Vom 30. September an müssen sich die vier Angeklagten vor dem Landgericht München II wegen Betrugsverdachts verantworten. Es geht um die Frage, wie es möglich war, dass Ingenieure des VW-Konzerns die Abgasreinigung in Diesel-Fahrzeugen jahrelang ungehindert manipulierten konnten. Hat die Konzernspitze von dem Skandal wirklich nichts gewusst? Stadler saß jedenfalls 2018 wegen Behinderung der Ermittlungen bereits in Untersuchungshaft. Stadler und Hatz weisen aber bislang alle Vorwürfe zurück.

Kein Verfahren gegen Martin Winterkorn?

Und Martin Winterkorn? Als prominenteste Figur in der Abgasaffäre hat er durch die US-Behörden unmittelbar nach der Enthüllung des Dieselskandals im September 2015 seinen Job verloren. Beim Landgericht Braunschweig liegt gegen Winterkorn schon seit April 2019 eine Betrugsanklage vor – die Anklage gegen Stadler erfolgte erst drei Monate später. Doch im Landgericht Braunschweig bewegt sich nicht viel, denn die Staatsanwaltschaft soll noch nachbessern. Ob es überhaupt zu einem Gerichtsverfahren gegen Winterkorn kommt, ist unklar.

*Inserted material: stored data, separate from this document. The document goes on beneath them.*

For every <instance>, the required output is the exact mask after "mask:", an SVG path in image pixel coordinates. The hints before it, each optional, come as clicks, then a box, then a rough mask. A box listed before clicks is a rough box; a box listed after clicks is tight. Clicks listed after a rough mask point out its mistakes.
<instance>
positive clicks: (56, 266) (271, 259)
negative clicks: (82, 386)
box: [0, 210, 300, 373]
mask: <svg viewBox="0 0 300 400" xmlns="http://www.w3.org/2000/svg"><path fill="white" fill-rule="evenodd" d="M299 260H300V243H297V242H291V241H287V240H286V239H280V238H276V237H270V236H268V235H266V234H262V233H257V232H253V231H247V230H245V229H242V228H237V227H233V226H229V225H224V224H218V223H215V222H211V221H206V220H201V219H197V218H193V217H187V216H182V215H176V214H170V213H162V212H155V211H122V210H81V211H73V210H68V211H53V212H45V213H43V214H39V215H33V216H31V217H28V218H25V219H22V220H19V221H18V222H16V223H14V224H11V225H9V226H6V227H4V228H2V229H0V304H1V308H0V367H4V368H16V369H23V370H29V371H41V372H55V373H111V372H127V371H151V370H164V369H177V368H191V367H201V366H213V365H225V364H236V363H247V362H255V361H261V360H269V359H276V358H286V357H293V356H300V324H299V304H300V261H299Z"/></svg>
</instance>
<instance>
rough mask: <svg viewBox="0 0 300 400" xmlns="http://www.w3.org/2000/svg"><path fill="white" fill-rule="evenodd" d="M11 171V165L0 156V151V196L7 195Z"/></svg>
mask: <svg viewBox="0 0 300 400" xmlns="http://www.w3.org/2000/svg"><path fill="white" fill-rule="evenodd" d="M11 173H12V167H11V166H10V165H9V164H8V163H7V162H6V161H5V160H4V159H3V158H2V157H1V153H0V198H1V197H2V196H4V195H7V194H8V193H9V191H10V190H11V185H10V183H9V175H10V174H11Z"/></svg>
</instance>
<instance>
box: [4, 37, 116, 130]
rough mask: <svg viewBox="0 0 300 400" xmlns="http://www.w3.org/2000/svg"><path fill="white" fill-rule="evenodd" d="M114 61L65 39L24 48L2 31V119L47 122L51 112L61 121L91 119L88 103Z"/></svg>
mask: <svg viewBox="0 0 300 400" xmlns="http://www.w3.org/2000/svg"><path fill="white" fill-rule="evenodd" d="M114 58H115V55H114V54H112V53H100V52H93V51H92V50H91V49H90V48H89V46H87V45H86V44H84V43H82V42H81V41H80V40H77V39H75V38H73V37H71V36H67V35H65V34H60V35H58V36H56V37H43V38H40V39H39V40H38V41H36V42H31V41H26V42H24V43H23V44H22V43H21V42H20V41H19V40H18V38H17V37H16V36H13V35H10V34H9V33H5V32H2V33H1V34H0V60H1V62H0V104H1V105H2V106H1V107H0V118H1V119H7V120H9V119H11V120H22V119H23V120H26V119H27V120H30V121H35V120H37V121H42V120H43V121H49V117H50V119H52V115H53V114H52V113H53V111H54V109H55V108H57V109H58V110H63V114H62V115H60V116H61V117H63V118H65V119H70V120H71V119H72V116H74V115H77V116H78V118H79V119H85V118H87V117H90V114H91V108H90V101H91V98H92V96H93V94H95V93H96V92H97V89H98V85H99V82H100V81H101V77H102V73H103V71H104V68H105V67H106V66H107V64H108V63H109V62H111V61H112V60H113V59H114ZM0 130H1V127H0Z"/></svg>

In München soll hingegen schon bald die nächste Anklage gegen ehemalige führende Audi-Manager folgen: gegen die ehemaligen Entwicklungsvorstände Ulrich Hackenberg und Stefan Knirsch und zwei weitere Audi-Mitarbeiter. Auch Knirsch und Hackenberg werden von der Staatsanwaltschaft verdächtigt, Kunden mit Abgasmanipulationen betrogen zu haben. Auch sie weisen alle Vorwürfe zurück.

„Nur“ 27,5 Millionen Euro Schaden durch Stadler

Die Ermittler gehen davon aus, dass Stadler von den Manipulationen in den USA nichts gewusst hat. Allerdings habe er nach deren Bekanntwerden im September 2015 nichts unternommen. In Europa seien dann noch 120.000 manipulierte Diesel-Fahrzeuge verkauft worden. Den Schaden für Audi durch Nachrüstungskosten beziffern die Ermittler in ihrer Anklageschrift für Audi auf 27,5 Millionen Euro – weit weniger als bei den anderen drei Angeklagten, aber genug für eine Gefängnisstrafe. Ob Stadler „nur“ überfordert war oder bewusst nicht eingeschritten ist, um in Europa weiter kassieren zu können, muss das Gericht klären. Außerdem wird es um die Frage gehen, ob die Manipulationen in Europa den Tatbestand des Betrugs erfüllen.

Update 18.6.2020: VW-Manager in Kroatien verhaftet

Nach Informationen der Deutschen Presse-Agentur (dpa) wurde ein früherer VW-Manager in Kroatien festgenommen und kam wegen einer möglichen Beteiligung am Abgasskandal in Haft. Grundlage war laut Handelsblatt ein von amerikanischen Strafermittlern beantragter Haftbefehl. Die US-Ermittler sollen den ehemaligen VW-Manager für den Betrug bei der Konzerntochter Audi mitverantwortlich machen.

Dem 59-Jährigen droht jetzt die Auslieferung in die USA, wo schon zwei frühere VW-Mitarbeiter zu Haft- und Geldstrafen verurteilt wurden. Gegen weitere mutmaßlich Verantwortliche, unter ihnen auch Ex-Konzernchef Martin Winterkorn, liegen Strafanzeigen und Haftbefehle der US-Justizbehörden vor.